Xtrain = X[trainids,:]
ytrain = y[trainids]
model = svmtrain(Xtrain', ytrain)
predictions_SVM, decision_values = svmpredict(model, X[testids,:]')
findaccuracy(predictions_SVM,y[testids])
Putting all the results together:
overall_accuracies = zeros(7)
methods = ["lasso","ridge","EN", "DT", "RF","kNN", "SVM"]
ytest = y[testids]
overall_accuracies[1] = findaccuracy(predictions_lasso,ytest)
overall_accuracies[2] = findaccuracy(predictions_ridge,ytest)
overall_accuracies[3] = findaccuracy(predictions_EN,ytest)

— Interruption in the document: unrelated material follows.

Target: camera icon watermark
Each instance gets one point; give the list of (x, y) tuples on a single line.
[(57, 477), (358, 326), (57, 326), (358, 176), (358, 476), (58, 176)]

overall_accuracies[4] = findaccuracy(predictions_DT,ytest)
overall_accuracies[5] = findaccuracy(predictions_RF,ytest)
overall_accuracies[6] = findaccuracy(predictions_NN,ytest)
overall_accuracies[7] = findaccuracy(predictions_SVM,ytest)
hcat(methods, overall_accuracies)
We used multiple methods to run classification on the iris
dataset which is a dataset of flowers and there are three types of iris flowers in it. We split the data into training and testing and ran our methods. Here is the scoreboard:
method | accuracy score |
---|---|
lasso | 1.0 |
ridge | 1.0 |
EN | 1.0 |
DT | 0.960784 |
RF | 0.980392 |
kNN | 1.0 |
SVM | 1.0 |